Some patterns eventually seem to subside totally when the many elements that propel and amplify those patterns cycle out. Despite the beauty of Ishi, it contains within it notes of sorrow. Gengras emphasizes music’s most tragic quality: its evanescence. Even in pieces built almost entirely on cyclical elements (with a bit of randomness thrown in to slightly destabilize the mixture), the interaction between these elements reveal that, though sounds do return, they are almost always changed in their absence into a new form. Music itself is constantly disappearing even as we continue to listen. Like flowing water, it escapes us just as we try to hold it. And we can never bathe in its stream twice. Ishi’s beauty is in its peacefulness; despite all the flux, despite loss, it continues calmly forward, never remaining static, never despairing.
Although Ishi changes mostly in subtle ways across its course, these subtle shifts come to symbolize events of great importance. It’s as if Gengras’ system recognizes these tragic events as part of a greater process, codifying them into a larger, beautiful whole. They exist at the margin of the work, but the work incorporates them into its grace. It passes them to the other side, conveys them across the threshold into a much larger cycle, so vast that against it we seem like so much dust with only a spark of energy moving us about.
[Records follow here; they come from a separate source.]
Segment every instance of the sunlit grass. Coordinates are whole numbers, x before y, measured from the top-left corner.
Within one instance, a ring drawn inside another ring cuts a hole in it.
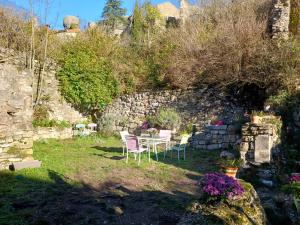
[[[101,194],[108,184],[118,184],[135,193],[153,192],[154,199],[149,198],[147,203],[151,207],[184,209],[197,198],[199,177],[218,169],[214,163],[218,154],[188,150],[186,160],[178,162],[175,154],[164,159],[160,151],[158,162],[154,154],[151,162],[144,154],[139,166],[132,155],[126,164],[116,137],[39,141],[34,144],[34,158],[42,161],[41,168],[0,172],[0,224],[30,224],[40,202],[55,202],[66,189],[80,192],[83,187],[91,187]],[[178,192],[185,194],[176,198],[174,193]],[[171,195],[162,197],[161,193]],[[114,194],[128,196],[122,191]],[[15,202],[21,202],[21,206]]]

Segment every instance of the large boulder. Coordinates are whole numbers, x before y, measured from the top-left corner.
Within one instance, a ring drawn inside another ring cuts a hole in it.
[[[80,19],[76,16],[65,16],[63,25],[65,29],[78,29],[80,27]]]
[[[241,180],[240,180],[241,181]],[[178,225],[265,225],[267,218],[254,188],[241,181],[245,193],[239,200],[208,204],[194,202],[190,212],[183,216]]]

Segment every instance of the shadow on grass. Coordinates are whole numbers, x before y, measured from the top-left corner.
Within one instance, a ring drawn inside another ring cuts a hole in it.
[[[48,177],[0,172],[0,224],[173,225],[195,200],[183,192],[136,192],[109,181],[95,189],[51,170]]]

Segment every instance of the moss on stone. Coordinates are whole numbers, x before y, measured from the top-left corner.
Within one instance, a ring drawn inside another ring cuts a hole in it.
[[[242,198],[216,204],[194,202],[191,212],[183,217],[179,224],[266,224],[264,209],[253,186],[244,181],[241,183],[245,189]]]

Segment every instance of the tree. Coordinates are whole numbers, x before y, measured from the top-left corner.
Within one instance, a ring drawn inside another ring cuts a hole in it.
[[[138,1],[136,1],[133,10],[133,23],[132,23],[131,34],[133,40],[138,44],[141,43],[141,39],[143,35],[143,27],[144,27],[143,12],[138,4]]]
[[[126,9],[122,8],[121,5],[121,0],[107,0],[105,4],[102,17],[104,24],[110,31],[114,31],[118,24],[125,22]]]
[[[138,44],[147,43],[151,46],[151,34],[155,32],[155,28],[160,24],[161,15],[156,7],[149,1],[145,1],[139,6],[136,1],[133,11],[132,37]]]

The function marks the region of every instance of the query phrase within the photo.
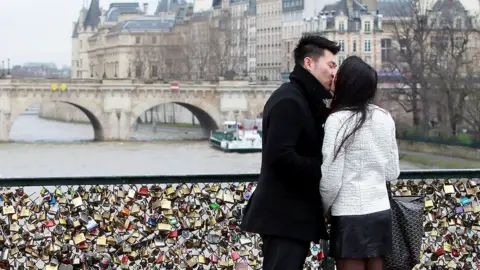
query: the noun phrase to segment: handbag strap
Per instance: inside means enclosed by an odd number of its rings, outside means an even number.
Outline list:
[[[393,194],[392,194],[392,183],[390,181],[387,181],[387,193],[388,193],[388,199],[392,199]]]

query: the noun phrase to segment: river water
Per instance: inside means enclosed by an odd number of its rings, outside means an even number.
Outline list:
[[[0,144],[4,177],[258,173],[261,154],[210,148],[195,128],[139,127],[132,142],[91,142],[87,124],[22,115]],[[148,141],[150,140],[150,141]],[[154,141],[152,141],[154,140]],[[402,169],[415,166],[402,163]]]

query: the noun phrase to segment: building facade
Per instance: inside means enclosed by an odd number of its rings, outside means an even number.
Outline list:
[[[337,62],[357,55],[374,68],[381,67],[381,45],[384,38],[382,12],[376,1],[363,4],[355,0],[340,0],[326,5],[318,17],[318,27],[329,39],[341,46]],[[316,24],[314,24],[316,25]]]
[[[282,66],[282,1],[257,0],[257,80],[280,80]]]
[[[318,16],[322,2],[315,0],[282,0],[282,72],[295,66],[293,49],[309,29],[308,22]]]
[[[92,0],[74,25],[72,77],[245,78],[249,4],[217,1],[194,13],[194,5],[183,0],[161,0],[149,15],[147,4],[112,3],[102,10]]]

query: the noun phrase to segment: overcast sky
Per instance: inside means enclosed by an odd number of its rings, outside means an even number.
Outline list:
[[[134,1],[100,0],[105,9],[112,2]],[[478,0],[461,1],[478,10]],[[158,0],[140,1],[144,2],[149,3],[149,13],[153,13]],[[7,58],[12,65],[70,65],[72,22],[78,19],[83,3],[84,0],[0,0],[0,65],[2,60],[6,65]]]
[[[100,0],[100,5],[107,9],[112,2],[135,1]],[[158,0],[139,2],[148,2],[153,13]],[[70,65],[72,22],[78,19],[83,3],[84,0],[0,0],[0,62],[5,60],[7,65],[10,58],[12,64],[20,65]]]

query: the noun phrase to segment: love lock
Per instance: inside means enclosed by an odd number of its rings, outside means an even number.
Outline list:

Perhaps that’s the function of elegy — it reveals to the creator and the audience the certainty of passage from the life cycle into the cosmic one, which we all forget that we move in constantly. Elegy assures us of the departed’s constancy, their indelible mark on existence, and reveals to us the greater motion that gave rise to us. Ishi may be a lullaby, calling Ishi’s and Gengras’ friends to rest, but ultimately it imparts a peace to all who oscillate within the flux of the universe.